Prove $\text{rank}(S)\le k-1)$ where $S=\sum_{i=1}^{k}\alpha_iu_iu_i^T$ and $\sum_{i=1}^{k}u_i=0$

117 Views Asked by At

I've followed this procedure to solve the problem so far:

We know that $$\text{rank}(\alpha_iu_iu_i^T)=1\qquad\forall i=1,2,\cdots,k$$
Since $$\operatorname{rank}(A+B) \leq \operatorname{rank}(A) + \operatorname{rank}(B)$$
We can write: $$\text{rank}(S)\le\sum_{i=1}^{k}\underbrace{\text{rank}(\alpha_iu_iu_i^T)}_{1}=k$$
But in the book that I'm reading page 146 of the book Statistical Pattern recognition edition 2002, it's said that the maximum rank would be $k-1$?? (The concept is about Linear Discriminant Analysis based on Fisher's criterion $J_F(A)=\frac{A^TS_bA}{A^TS_wA}$ for a multi-class classification problem)

  • Why should the maximum rank be $k-1$ and not $k$?

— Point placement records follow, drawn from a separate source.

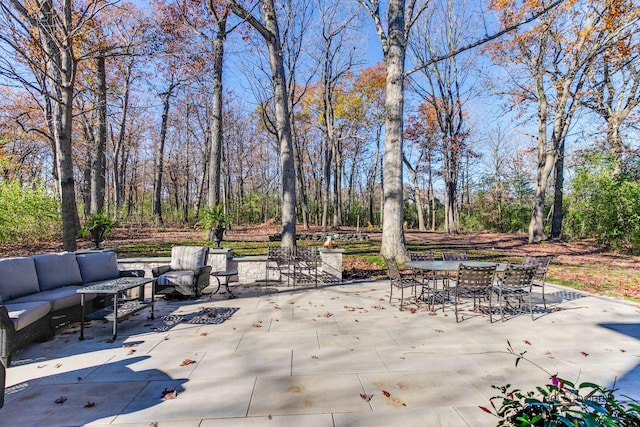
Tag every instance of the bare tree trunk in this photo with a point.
(271, 33)
(60, 66)
(217, 136)
(99, 157)
(159, 158)
(118, 149)
(414, 181)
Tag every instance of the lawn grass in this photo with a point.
(609, 280)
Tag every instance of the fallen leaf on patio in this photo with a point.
(169, 394)
(366, 397)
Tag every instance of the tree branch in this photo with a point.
(483, 40)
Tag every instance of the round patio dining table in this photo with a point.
(448, 267)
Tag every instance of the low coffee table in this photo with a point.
(120, 311)
(227, 275)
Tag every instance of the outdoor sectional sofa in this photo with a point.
(38, 294)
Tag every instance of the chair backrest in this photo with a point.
(306, 254)
(454, 256)
(541, 262)
(518, 276)
(392, 269)
(475, 277)
(189, 257)
(279, 253)
(424, 256)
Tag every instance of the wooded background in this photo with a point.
(439, 114)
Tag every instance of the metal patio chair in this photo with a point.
(541, 262)
(476, 283)
(305, 265)
(516, 284)
(400, 281)
(278, 259)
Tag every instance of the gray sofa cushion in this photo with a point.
(59, 298)
(98, 266)
(188, 257)
(55, 270)
(17, 278)
(24, 314)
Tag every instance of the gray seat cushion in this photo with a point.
(55, 270)
(24, 314)
(188, 257)
(98, 266)
(17, 278)
(59, 298)
(181, 282)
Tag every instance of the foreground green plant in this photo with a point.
(561, 403)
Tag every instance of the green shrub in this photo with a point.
(603, 205)
(27, 214)
(561, 403)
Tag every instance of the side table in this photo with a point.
(120, 309)
(227, 275)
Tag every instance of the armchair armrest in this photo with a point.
(7, 336)
(205, 269)
(132, 273)
(161, 269)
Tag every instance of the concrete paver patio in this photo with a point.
(303, 357)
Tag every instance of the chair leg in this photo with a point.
(490, 308)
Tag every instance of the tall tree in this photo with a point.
(401, 15)
(51, 31)
(555, 55)
(269, 29)
(613, 91)
(446, 90)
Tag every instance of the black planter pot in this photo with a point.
(97, 236)
(218, 235)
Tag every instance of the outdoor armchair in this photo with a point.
(187, 275)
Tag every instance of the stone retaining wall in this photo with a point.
(250, 268)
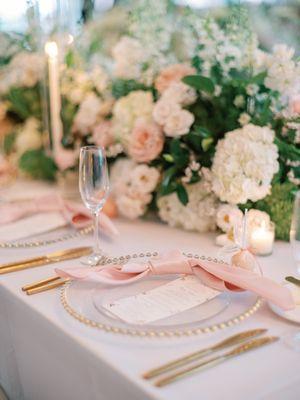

Maybe I should explain more about $\alpha_i$ and $u_i$ in the concept:

Suppose that we have $n$ samples and $p$ features for each sample in our data and the data can be classifies in $k$ classes:
$$C_1,C_2,\cdots ,C_j ,\cdots , C_k$$
if we assume the number of samples in class $C_j$ in $n_j$, then we can define: $$\bar{x}=\frac{1}{n}\sum_{i=1}^{n}x_i\in\mathbb{R}^{p\times 1}\qquad\text{Mean of the whole data}$$
$$\bar{x}_j=\frac{1}{n_j}\sum_{x\in C_j}x\in\mathbb{R}^{p\times 1}\qquad\text{Mean of the data in class $C_j$}$$
know we can define: $$S_b=\sum_{j=1}^{k}n_j(\bar{x}_j-\bar{x})(\bar{x}_j-\bar{x})^T\in\mathbb{R}^{p\times p}$$
I want to prove that $$\text{rank}(S_b)\le k-1$$
In the beginning of my question, I've assumed $$u_i=\bar{x}_j-\bar{x}$$ and $$\alpha_i=n_j\qquad\text{number of samples in $j^{\text{th}}$ class}$$
and I've tried to solve the problem.


More information that I've found in my thoughts about the problem:
Since we have $$\bar{x}=\frac{1}{k}\sum_{j=1}^k \bar{x}_j\Rightarrow \sum_{j=1}^k \bar{x}_j=k\bar{x}$$
we can say that $$\sum_{j=1}^k u_j=\sum_{j=1}^k(\bar{x}_j-\bar{x})=\sum_{j=1}^k\bar{x}_j-\sum_{j=1}^k\bar{x}=k\bar{x}-k\bar{x}=0$$
This means that $u_j$'s are not linearly independent and so the dimension of the subspace, created by these $k$ matrices is less than $k$
This can make me satisfied that $$\text{rank}(S_b)\le k-1$$ but I'm still seeking a straightforward mathematical proof.

1

There are 1 best solutions below

0
On BEST ANSWER

You can see directly that every vector in the range of $S$ belongs to the span of $\{u_1,\ldots,u_k\}$. But the set of vectors $\{u_1,\ldots,u_k\}$ is linearly dependent, because the vectors $u_i$ sum to $0$, so the span of $\{u_1, \ldots, u_k\}$ has dimension at most $k - 1$. Hence, the dimension of the range of $S$ is at most $k-1$.


Here's the original proof I wrote:

Let $U = \begin{bmatrix} u_1 & \cdots & u_k \end{bmatrix}$ and let $D = \begin{bmatrix} \alpha_1 & & \\ & \ddots & \\ & & \alpha_k \end{bmatrix}$, and notice that $$ S = \sum_i \alpha_i u_i u_i^T = U D U^T. $$ Clearly, $\text{rank}(S) \leq \text{rank}(U)$. The null space of $U$ has dimension at least $1$, because $$U \begin{bmatrix} 1 \\ \vdots \\ 1 \end{bmatrix} = \sum_i u_i = 0. $$ By the rank-nullity theorem, the rank of $U$ is at most $k-1$.